Somewon Collective co-owner Jen Kipling at their Big Eddy headquarters.

Local snow lifestyle brand Somewon celebrates with charity party

Revelstoke lifestyle brand Somewon Collective celebrates another season of growing their brand with white-out party, proceeds to charity

It’s a Big Eddy welcome. A random barking dog challenges me in the parking lot in the industrial district. After gaining rapport with the gatekeeper, I’m allowed to pass into the Somewon Collective warehouse, a run-down, split-level converted former mechanic’s shop that now houses the clothing manufacturer’s Revelstoke headquarters.

An octopus-like silk screening machine sits near the back. Boxes with Chinese lettering are stacked to the ceiling. Upstairs, the walls are lined with wooden cubby-holes, each stacked with piles of folded Somewon Collective stock.

The room is cluttered with piles fabric samples, invoices, catalogues, blank T-shirts, baseball caps and stickers. Clothing samples line the back wall. Web designer Rachel Petrie mans a computer near a nest of large-format printers that create the screening designs.

The Somewon logo is everywhere.

I sit down with co-owner Jen Kipling and we’re joined by her business and life partner Mark Baron via FaceTime on the iPad. He’s in Northern Alberta where he works in the field on oil projects as a geologist.

The Times Review did a business profile when Somewon set up shop in the Big Eddy; we’re checking back now.

They started out as a lifestyle brand. “Our roots are deep in snowboarding,” Kipling explained. They wanted to create “a clothing company we could wear and look good in.”

Kipling said the company has expanded and grown in many ways.

They’ve added riders and collaborators to the team, which now includes Rob Alford, Sabrina Gauthier, Cole Vibert, Sam Tuff, Jam Gallagher, Greg Ryan, Melanie Parent, Michelle Salt, Mike Cyr, Andrew Jackson, Jean-Guy Michaud, Katie Vogel and more. Salt is a member of the Canadian para snowboard team and a contender for the 2014 Sochi Olympics.

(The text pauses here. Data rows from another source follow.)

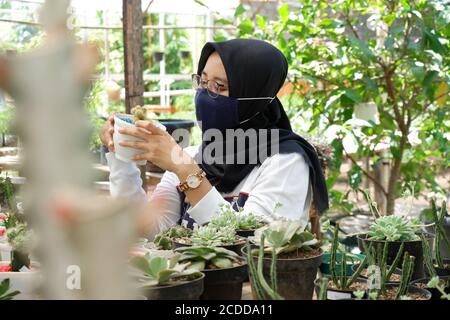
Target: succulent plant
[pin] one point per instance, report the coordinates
(4, 291)
(158, 271)
(237, 219)
(283, 236)
(393, 228)
(342, 281)
(139, 113)
(213, 236)
(201, 258)
(163, 240)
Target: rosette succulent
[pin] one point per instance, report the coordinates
(393, 228)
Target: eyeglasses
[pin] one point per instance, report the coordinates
(211, 86)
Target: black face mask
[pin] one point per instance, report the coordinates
(220, 112)
(254, 68)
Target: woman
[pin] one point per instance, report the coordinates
(237, 82)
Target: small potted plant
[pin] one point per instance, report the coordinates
(122, 120)
(225, 271)
(245, 224)
(212, 236)
(402, 291)
(23, 274)
(441, 240)
(162, 278)
(164, 239)
(289, 255)
(5, 293)
(442, 286)
(340, 284)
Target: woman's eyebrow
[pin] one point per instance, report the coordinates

“She’s one of our hardest working athletes,” Kipling said. “She’s in it to win it.”

They also sponsor artists and musicians on the collective, and feature their designs. Ian Manhire, Steve Chmilar, Melanie Parent, Kasia Jasinowski and Jessie Robertson are a few. “There’s a lot of creative minds to draw from when you’re running a lifestyle business,” Kipling said.

Somewon’s branched out their distribution. Karl Jost at Society Snow & Skate took them on at the start, and his years of experience in the snowboard business. They’ve expanded to retail outlets in B.C., Alberta and Saskatchewan, and even have inroads in Australia.

Baron explained to the Times Review that Somewon had its roots as a group of friends making T-shirts and selling them at parties – a kind of in-joke identity. A few years ago, they branched into manufacturing their snowboarding-focused lifestyles brand overseas, partnering with a Dongguan, China-based manufacturer that assembles their custom designs.

The partnership is key for Somewon, enabling them to design and create more intricate and complex designs for shirts, hoodies and more. Somewon has expanded their catalogue past branding and screen-printing based designs into a full lifestyles fashion line. Baron and Kipling will travel to Dongguan in the new year to meet with their manufacturing partners.

Somewon has also expanded their services, providing silk-screening, design, embroidery, and sticker printing for local and regional clients.

Kipling said through the expansion, they’ve also been narrowing their brand.

Their women’s line is getting a positive response. In a volatile snowboard industry, women’s lifestyle wear has been a positive trend, moving from  the back corner of local snowboard shops to an equal position out front.

Working out of Revelstoke has its ups and downs. They don’t have access to the same supplies and materials, for example, but the people are great and they work hard to make it work.

Jen and Mark moved from Alberta to Revelstoke for the snowboard lifestyle, and they’re committed. “We do what it takes to make it work here,” Kipling said. “You definitely have to have a passion for that to make it.”

She added: “It’s looking at what your can offer this town. We’d like to stay here, we’d like to give back to this community.”

Part of that giving back is the Somewon Collective White Out party on the evening of Dec. 21 at Traverse, featuring DJs Bryx and Wakcutt. Proceeds support the Community Connections Christmas Hampers program. Dress in white and come ready for the raffles. Tickets at Society Snow & Skate.